Over the three weekends prior to my catching up with Alex, Lost and Grounded supplied Shambala, End of the Road, Meatopia, and Forwards Festival, rounding off the summer with a wedding reception at the brewery, and its busiest day of sales ever, since the brewery began operating seven year ago. Alex tells me these festivals are fantastic opportunities to connect with people, and introduce them to Lost and Grounded, but the festival that the team was most proud to have sponsored this year, was Vaults Festival, back in January. 

The biggest independent arts festival in London, Vaults runs for eight weeks every year, and aims to provide under-represented artists and performers with access to spaces where they can showcase their work. In addition to contributing its Belgian Red Ale, No Rest for Dancers, to the festival's closing party, Lost and Grounded opened a pop-up in collaboration with the organisers, and offered a built-in stage space to any performer who might want to use it over the course of the festival. “Unfortunately next year, Vaults seems to be losing its venue,” says Alex, “so it might not go ahead then, unless it can find somewhere new. Fingers crossed that can work itself out, because we’d love to work with them again in future.”

Further to this kind of work, Alex says the brewery has just recently partnered with Latent Pictures, a filming company dedicated to diversity and inclusivity not only in terms of who appears on camera, but who works with the company. “They'll tend to have a paid intern on every shoot,” says Alex, “with the aim being to give people from underrepresented backgrounds a chance to actually get some skills, and also learn that their skills are valued. As you know, in the arts, a lot of people get tricked into working for free.”

Championing the value, integrity and dignity of all people seems a common thread through all of Lost and Grounded's endeavours, so much so that their fundraising and sponsorship feels more like activism than charity. Sandwiched between kind nonchalance, dry humour, and events like Dog Day Afternoon – an event which flooded the brewery with over 100 bestest boys and goodest girls, in support of Street Vet, a veterinarian practice that provides care to the pets of homeless people – Lost and Grounded has been showing up for initiatives like Caring for Bristol, The Felix Project, War Child UK, and Bristol Pride.
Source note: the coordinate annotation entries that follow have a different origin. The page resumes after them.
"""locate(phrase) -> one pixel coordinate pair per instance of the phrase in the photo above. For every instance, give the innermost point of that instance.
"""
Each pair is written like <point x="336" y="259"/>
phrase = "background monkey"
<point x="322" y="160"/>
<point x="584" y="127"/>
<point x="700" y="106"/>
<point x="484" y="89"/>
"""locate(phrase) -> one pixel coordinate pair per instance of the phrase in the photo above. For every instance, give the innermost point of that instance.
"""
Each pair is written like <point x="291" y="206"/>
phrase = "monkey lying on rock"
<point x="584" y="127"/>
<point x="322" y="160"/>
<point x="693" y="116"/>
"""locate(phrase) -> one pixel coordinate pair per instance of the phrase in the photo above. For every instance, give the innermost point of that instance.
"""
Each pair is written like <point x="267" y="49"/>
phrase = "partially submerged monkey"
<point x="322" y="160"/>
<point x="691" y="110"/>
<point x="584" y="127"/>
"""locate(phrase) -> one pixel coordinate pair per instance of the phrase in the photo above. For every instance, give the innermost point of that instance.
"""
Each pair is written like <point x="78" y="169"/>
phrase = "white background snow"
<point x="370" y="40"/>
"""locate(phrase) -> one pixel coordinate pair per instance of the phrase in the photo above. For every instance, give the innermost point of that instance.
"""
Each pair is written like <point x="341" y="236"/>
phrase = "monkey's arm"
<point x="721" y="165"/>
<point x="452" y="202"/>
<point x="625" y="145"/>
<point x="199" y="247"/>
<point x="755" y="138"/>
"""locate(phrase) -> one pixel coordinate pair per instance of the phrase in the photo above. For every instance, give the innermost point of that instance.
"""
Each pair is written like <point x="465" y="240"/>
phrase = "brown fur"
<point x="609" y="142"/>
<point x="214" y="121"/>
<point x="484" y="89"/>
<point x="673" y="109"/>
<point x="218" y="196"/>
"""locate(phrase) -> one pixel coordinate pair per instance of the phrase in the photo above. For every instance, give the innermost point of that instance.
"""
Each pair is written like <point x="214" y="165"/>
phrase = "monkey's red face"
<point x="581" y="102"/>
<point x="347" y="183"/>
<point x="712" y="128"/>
The beer’s not doing bad either. It’s only at the very end of my conversation with Alex, that he remembers the brewery’s Keller Pils had just recently won best in category, at World Beer Cup® 2023. “We actually forgot we’d entered,” he says. “Then one evening, Annie [Clements, Alex’s partner and brewery co-founder] turned to me and said, ‘hey, isn't the World Beer Cup on tonight?’. We tuned into the live stream just in time to see our Keller Pils win gold in its category, which featured 88 other entries, so that was really cool – oh! I forgot to mention, we’re also sponsoring exhibitions at the Martin Parr Foundation.”